要塞周囲で行われている戦いが、情報という形を取って流れていく。そう、それらは全て、収集すべき貴重な情報だった。視覚的な情報など、必ずしも必要ではない。充分な情報さえ存在すれば、適応することは容易。静寂の中、蓄積されていく情報は猛禽たちに与えられる生餌のようなものであった。ここには騒々しい交信も存在しない。断片的な聴覚情報は、それを補うに充分な環境と情報さえ存在していれば全く無用の長物なのだ。

E-PLANT DESTROIED, REPEAT, E-PLANT DESTROIED.
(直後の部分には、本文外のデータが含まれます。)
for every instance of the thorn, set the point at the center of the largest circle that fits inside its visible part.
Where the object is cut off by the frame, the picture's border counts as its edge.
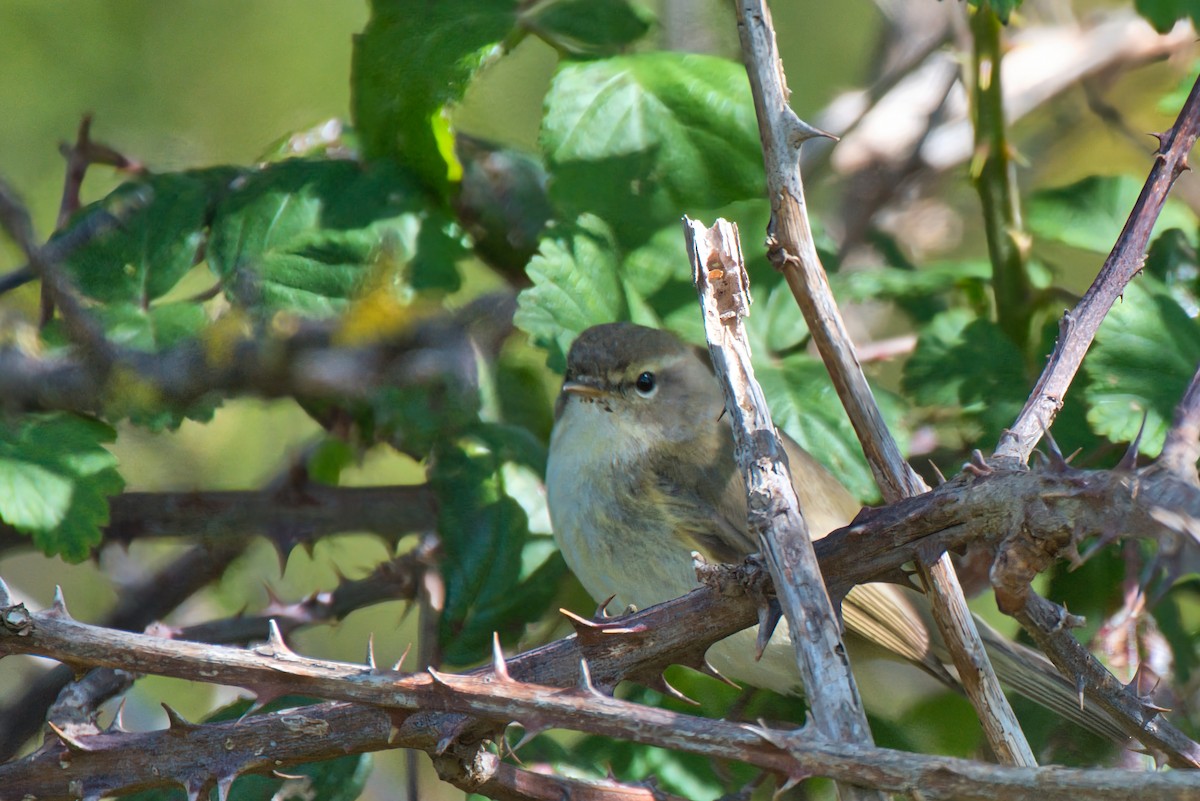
(59, 606)
(789, 783)
(175, 722)
(400, 662)
(977, 465)
(585, 682)
(118, 723)
(592, 626)
(769, 615)
(67, 740)
(1057, 461)
(708, 669)
(531, 732)
(1128, 462)
(275, 640)
(197, 787)
(371, 663)
(603, 609)
(499, 667)
(223, 784)
(771, 735)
P01, P02, P03, P04 NOT KEEP CAMOUFLAGE......

そう、それでいい。決着をつけるのはアレクトどもの仕事ではない。モニターの光に照らされた口元が、微かに微笑を刻んだ。交信の代わりに、コクピットの一角に繋がったケーブルが微かに揺れた。それまで暗闇の中に閉ざされていたコクピットのモニターが次々と点灯し、光を満たしていく。やがて搭乗席の周囲には、機体の外に光景がはっきりと映し出される。薄暗い格納庫の中、通常の戦闘機ならばキャノピーで覆われているはずの空間は胴体と同様の強度を持つ装甲に閉ざされ、代わりに周囲の視覚情報を捉えるためのカメラ群が赤い光を放っている。誰もいない格納庫の中で、その光は不気味な輝きを暗闇の中に浮かび上がらせる。自動制御されている格納庫の中で、出撃シークエンスが開始された。ランウェイへと繋がるタクシーウェイルートにエレベータが直結され、機体はゆっくりと動き始める。――凶星の輝きは、今日ここに潰える。そして新たな世界と舞台が幕開く、記念すべき一日の始まりだ。今や、微笑は歪んだ笑みへと姿を変えていた。交信は無用の空間に、ただ一人だけが聞こえる程度のささやき声が、意外に大きく響き渡った。